Franklin Graham, Greg Laurie condemn suicide bombing at Ariana Grande concert

People take part in a vigil for the victims of an attack on concert goers at Manchester Arena, in central Manchester, Britain May 23, 2017. | Reuters/Peter Nicholls

Franklin Graham and Greg Laurie have taken to social media to condemn the attack in Manchester during an Ariana Grande concert on Monday.

As many as 22 people, including children, were killed in an attack on a crowded concert hall in Manchester just after Grande's concert that was attended by many teenage girls.

After hearing the news of the incident, Laurie, senior pastor at Harvest Christian Fellowship in Riverside, California, posted a video on Facebook, calling on his followers to pray for the protection of people in England and the U.S.

"I just heard the horrible news about what appears to be a terrorist attack in Manchester, England," the evangelist said, according to The Christian Post.

"This is horrible and this is happening while our president is meeting with leaders to try to fight terrorism. Listen folks, we need to realize that there is a spiritual dynamic in play here. When our president says this is good versus evil, there is a lot of truth to that," Laurie added, referring to the speech that President Donald Trump delivered to over 50 Muslim leaders at the Arab Islamic American Summit in Riyadh, Saudi Arabia.

In the speech, Trump contended that the fight against radical extremism "is a battle between good and evil" rather than a battle between different religions or civilizations.

Laurie went on to urge his viewers to "turn to God and call out to him in the day of trouble." He also said that "The Lord is listening."

Graham, the president of the Billy Graham Evangelistic Association and Samaritan's Purse humanitarian organization, also condemned the attack after news broke that the Islamic State terror group claimed responsibility for the incident.

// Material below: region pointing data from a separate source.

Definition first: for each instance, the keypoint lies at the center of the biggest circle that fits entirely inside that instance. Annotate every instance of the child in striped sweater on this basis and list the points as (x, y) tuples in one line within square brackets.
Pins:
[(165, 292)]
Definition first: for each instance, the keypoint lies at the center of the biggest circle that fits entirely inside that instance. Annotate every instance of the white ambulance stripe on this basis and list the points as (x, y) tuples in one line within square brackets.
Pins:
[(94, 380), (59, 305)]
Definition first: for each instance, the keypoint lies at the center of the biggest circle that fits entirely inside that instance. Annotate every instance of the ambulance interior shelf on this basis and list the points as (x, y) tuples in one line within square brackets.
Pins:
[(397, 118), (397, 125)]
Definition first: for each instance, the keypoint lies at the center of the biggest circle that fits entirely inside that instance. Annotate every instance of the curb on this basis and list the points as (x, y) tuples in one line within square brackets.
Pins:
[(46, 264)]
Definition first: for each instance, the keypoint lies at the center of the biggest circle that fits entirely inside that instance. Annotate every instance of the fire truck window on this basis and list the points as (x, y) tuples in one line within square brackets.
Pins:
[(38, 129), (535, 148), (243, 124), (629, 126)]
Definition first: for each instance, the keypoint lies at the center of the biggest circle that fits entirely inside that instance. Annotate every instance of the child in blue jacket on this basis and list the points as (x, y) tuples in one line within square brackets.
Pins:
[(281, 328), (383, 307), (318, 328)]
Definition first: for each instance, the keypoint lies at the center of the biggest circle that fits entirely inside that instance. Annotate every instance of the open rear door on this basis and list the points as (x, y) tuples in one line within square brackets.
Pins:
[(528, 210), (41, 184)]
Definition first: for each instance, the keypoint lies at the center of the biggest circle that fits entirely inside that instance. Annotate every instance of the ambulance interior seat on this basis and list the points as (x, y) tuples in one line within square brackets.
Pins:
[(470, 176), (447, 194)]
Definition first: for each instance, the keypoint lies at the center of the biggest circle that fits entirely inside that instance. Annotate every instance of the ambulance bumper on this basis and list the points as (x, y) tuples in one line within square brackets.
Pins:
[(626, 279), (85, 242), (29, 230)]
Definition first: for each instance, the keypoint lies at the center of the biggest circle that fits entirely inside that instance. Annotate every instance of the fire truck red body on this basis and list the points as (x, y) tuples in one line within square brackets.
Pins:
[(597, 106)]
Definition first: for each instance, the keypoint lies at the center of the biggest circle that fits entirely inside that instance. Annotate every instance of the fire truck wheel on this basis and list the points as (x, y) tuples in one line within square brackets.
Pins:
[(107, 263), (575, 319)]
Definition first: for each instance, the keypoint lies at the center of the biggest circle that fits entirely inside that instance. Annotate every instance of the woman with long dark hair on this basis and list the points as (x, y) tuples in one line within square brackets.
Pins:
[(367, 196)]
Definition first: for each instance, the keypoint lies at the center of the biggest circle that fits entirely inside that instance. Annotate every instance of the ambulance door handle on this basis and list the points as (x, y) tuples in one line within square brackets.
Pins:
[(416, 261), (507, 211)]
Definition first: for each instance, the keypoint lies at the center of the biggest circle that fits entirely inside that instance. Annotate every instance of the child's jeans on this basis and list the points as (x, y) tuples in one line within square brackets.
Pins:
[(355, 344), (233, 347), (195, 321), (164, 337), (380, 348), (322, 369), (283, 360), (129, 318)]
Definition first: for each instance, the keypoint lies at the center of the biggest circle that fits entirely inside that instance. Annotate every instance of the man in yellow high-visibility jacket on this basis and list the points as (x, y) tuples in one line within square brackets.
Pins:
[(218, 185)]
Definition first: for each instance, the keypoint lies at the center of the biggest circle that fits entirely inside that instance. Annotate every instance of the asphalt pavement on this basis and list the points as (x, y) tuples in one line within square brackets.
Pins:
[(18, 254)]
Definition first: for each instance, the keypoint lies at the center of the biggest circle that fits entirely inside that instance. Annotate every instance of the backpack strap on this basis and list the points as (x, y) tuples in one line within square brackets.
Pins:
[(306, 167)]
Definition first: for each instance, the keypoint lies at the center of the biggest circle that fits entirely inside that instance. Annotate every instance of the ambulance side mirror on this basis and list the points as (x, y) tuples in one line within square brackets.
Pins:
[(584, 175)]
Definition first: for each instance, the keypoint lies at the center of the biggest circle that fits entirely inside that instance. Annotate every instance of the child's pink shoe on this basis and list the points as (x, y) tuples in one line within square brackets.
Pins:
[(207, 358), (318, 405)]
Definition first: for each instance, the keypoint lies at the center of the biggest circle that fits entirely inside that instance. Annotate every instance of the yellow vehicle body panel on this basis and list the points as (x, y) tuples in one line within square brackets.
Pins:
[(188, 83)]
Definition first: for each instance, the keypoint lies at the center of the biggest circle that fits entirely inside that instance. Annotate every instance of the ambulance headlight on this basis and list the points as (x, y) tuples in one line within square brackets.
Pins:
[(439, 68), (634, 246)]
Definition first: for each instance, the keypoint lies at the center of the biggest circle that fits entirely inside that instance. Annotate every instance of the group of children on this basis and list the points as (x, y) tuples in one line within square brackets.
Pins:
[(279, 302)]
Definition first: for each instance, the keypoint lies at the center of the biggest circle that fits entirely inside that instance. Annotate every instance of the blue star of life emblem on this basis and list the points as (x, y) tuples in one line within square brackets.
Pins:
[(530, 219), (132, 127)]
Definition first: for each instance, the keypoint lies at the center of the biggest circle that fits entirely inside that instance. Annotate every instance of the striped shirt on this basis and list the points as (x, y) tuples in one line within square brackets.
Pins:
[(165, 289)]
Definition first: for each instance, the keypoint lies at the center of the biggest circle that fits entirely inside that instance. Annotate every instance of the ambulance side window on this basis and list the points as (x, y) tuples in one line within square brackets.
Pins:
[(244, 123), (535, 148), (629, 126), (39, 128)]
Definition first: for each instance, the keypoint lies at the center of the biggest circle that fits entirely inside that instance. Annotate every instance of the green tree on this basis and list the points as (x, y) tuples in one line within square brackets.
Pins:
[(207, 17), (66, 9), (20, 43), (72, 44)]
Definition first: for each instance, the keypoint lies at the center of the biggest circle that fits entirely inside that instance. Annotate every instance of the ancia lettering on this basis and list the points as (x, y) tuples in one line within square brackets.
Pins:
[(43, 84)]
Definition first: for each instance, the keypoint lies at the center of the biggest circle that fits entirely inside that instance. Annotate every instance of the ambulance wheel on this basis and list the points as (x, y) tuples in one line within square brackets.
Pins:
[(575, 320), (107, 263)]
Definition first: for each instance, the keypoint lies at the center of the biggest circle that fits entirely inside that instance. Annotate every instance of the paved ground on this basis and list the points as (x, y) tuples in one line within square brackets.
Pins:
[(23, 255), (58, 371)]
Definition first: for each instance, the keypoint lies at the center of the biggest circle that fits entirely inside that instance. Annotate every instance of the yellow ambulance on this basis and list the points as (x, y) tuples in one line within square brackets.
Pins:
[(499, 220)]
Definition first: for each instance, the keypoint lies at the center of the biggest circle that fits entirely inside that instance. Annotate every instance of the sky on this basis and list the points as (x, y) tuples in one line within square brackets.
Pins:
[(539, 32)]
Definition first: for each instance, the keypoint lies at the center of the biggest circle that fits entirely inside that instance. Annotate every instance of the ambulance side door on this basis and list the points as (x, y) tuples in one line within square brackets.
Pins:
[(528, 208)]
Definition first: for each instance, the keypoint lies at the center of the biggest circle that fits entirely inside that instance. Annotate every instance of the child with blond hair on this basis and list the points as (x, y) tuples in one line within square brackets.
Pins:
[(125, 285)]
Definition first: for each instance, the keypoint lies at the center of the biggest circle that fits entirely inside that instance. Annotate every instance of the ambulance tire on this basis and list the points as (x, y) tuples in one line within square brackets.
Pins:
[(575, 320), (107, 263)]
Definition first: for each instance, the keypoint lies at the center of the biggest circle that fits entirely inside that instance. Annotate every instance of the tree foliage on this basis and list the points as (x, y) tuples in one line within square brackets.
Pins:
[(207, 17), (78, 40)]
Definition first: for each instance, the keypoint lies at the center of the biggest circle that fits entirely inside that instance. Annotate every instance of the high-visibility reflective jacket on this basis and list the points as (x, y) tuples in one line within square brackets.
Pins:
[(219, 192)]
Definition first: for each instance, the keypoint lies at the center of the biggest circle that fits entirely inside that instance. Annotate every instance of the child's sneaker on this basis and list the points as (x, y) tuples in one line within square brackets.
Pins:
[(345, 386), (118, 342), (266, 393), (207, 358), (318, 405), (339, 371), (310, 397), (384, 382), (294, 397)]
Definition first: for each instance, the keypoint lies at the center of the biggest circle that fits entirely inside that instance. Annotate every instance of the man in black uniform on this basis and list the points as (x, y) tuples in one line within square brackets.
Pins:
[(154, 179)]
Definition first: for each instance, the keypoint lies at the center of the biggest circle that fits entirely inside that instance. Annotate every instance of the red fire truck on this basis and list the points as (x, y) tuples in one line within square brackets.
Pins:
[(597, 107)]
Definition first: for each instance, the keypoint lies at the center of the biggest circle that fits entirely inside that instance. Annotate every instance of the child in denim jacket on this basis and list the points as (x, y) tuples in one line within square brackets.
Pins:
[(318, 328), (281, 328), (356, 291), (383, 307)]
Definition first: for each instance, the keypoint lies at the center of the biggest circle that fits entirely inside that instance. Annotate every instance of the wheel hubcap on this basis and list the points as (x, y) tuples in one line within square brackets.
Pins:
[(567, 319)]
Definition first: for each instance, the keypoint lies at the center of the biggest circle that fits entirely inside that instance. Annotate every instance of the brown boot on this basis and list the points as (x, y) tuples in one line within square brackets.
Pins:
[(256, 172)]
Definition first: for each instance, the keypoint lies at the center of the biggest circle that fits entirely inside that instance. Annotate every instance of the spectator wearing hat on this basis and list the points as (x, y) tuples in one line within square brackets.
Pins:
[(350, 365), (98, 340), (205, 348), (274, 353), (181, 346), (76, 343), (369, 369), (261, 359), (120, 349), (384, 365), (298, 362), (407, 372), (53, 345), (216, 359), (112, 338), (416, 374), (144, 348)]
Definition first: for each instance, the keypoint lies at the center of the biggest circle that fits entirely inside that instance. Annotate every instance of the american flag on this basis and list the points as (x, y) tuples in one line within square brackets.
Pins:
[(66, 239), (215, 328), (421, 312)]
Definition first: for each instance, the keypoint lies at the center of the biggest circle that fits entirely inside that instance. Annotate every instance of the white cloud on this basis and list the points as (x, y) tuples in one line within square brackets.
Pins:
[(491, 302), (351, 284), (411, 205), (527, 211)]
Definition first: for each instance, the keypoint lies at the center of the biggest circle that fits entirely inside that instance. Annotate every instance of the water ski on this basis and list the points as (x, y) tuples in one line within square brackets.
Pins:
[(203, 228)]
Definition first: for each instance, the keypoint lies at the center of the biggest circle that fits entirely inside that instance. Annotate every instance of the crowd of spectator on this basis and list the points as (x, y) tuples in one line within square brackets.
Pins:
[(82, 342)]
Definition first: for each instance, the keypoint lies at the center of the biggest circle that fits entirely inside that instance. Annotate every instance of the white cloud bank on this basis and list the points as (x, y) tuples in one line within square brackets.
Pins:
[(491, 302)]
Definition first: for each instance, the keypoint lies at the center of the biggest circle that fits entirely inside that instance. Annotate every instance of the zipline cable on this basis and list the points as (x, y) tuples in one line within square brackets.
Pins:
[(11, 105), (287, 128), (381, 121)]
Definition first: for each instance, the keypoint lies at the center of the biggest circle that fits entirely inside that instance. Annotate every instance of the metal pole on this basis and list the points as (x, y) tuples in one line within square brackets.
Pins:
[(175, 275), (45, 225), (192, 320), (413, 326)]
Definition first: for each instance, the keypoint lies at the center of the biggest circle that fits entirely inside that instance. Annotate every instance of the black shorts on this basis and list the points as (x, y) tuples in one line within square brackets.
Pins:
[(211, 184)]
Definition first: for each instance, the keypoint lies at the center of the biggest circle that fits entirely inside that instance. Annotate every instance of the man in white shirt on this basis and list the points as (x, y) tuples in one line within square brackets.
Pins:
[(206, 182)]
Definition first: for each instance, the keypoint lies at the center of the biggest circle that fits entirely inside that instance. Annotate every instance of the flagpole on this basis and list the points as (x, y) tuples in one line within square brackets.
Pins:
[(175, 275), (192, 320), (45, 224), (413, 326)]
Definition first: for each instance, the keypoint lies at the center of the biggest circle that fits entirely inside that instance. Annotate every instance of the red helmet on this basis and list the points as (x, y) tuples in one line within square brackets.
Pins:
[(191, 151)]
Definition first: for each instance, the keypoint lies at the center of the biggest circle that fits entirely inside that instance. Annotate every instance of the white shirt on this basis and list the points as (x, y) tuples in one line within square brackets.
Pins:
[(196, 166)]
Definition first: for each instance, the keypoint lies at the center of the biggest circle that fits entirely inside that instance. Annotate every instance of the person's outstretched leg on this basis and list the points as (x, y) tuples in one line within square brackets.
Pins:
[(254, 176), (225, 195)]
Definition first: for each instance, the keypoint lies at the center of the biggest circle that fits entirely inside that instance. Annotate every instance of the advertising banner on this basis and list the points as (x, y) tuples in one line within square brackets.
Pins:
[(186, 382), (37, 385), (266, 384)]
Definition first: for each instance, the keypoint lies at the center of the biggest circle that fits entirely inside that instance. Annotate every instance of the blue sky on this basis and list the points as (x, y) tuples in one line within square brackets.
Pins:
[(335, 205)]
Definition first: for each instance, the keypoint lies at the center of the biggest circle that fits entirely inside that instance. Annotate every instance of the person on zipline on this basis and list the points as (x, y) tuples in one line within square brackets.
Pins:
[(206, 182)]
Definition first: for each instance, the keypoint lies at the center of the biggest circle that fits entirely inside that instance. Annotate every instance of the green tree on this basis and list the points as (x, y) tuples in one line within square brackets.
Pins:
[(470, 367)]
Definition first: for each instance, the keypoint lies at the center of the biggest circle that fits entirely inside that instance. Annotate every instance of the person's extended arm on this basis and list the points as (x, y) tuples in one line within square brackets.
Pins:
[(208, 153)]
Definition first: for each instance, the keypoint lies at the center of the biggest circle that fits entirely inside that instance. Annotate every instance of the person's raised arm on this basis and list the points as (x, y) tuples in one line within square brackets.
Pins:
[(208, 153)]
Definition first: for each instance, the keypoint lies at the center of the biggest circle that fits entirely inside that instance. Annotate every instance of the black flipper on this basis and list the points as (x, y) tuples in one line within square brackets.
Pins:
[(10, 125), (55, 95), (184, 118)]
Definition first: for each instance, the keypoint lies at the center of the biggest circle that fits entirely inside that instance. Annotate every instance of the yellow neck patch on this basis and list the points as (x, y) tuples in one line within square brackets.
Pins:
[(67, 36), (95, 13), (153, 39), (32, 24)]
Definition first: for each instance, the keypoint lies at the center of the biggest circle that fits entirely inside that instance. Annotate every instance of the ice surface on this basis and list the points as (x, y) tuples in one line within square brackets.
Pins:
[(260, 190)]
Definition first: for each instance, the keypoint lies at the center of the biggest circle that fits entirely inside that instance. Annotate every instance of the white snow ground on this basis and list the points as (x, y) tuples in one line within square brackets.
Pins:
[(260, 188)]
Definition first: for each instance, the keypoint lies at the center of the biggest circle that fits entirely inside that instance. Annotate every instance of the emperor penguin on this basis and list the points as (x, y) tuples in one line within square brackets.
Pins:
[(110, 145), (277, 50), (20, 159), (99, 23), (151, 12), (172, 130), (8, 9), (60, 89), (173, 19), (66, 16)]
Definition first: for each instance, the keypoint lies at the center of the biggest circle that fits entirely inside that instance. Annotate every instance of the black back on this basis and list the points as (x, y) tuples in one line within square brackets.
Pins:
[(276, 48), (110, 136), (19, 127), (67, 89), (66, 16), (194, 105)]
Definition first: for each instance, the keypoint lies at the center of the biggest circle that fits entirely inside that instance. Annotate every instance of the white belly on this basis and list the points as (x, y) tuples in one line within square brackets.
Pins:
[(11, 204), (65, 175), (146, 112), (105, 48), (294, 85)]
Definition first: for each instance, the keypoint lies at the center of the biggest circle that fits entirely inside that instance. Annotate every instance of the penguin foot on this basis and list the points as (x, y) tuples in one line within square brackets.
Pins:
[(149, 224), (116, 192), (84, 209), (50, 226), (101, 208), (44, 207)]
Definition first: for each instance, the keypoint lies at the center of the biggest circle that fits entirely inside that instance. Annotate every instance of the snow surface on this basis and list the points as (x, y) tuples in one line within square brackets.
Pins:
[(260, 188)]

"The Islamic State has claimed responsibility for the horrific carnage of Monday night's bombing in Manchester, England, targeting children, teens, and their parents who were attending a concert," the evangelist wrote on Facebook. "They're proud of this despicable and cowardly act," he added.

Graham called on his followers to pray for the victims and their families. The evangelist also asked them to pray that God would give wisdom to political leaders in fighting against Islamic terrorism.

Meanwhile, the security threat level in Britain has been raised from "critical" to "severe" following the attack. British Prime Minister Theresa May said that members of the armed forces would be placed at key sites, and military personnel might be deployed at public events like concerts and sports events.

The Bishop of Manchester has urged churches to open their doors to those who want to pray in light of the incident. Rt. Rev. David Walker noted that the attack was not the first time Manchester has been targeted by terror. He said that the city's residents have been resilient in the past and said that the past events had only brought the people together rather than drive them apart.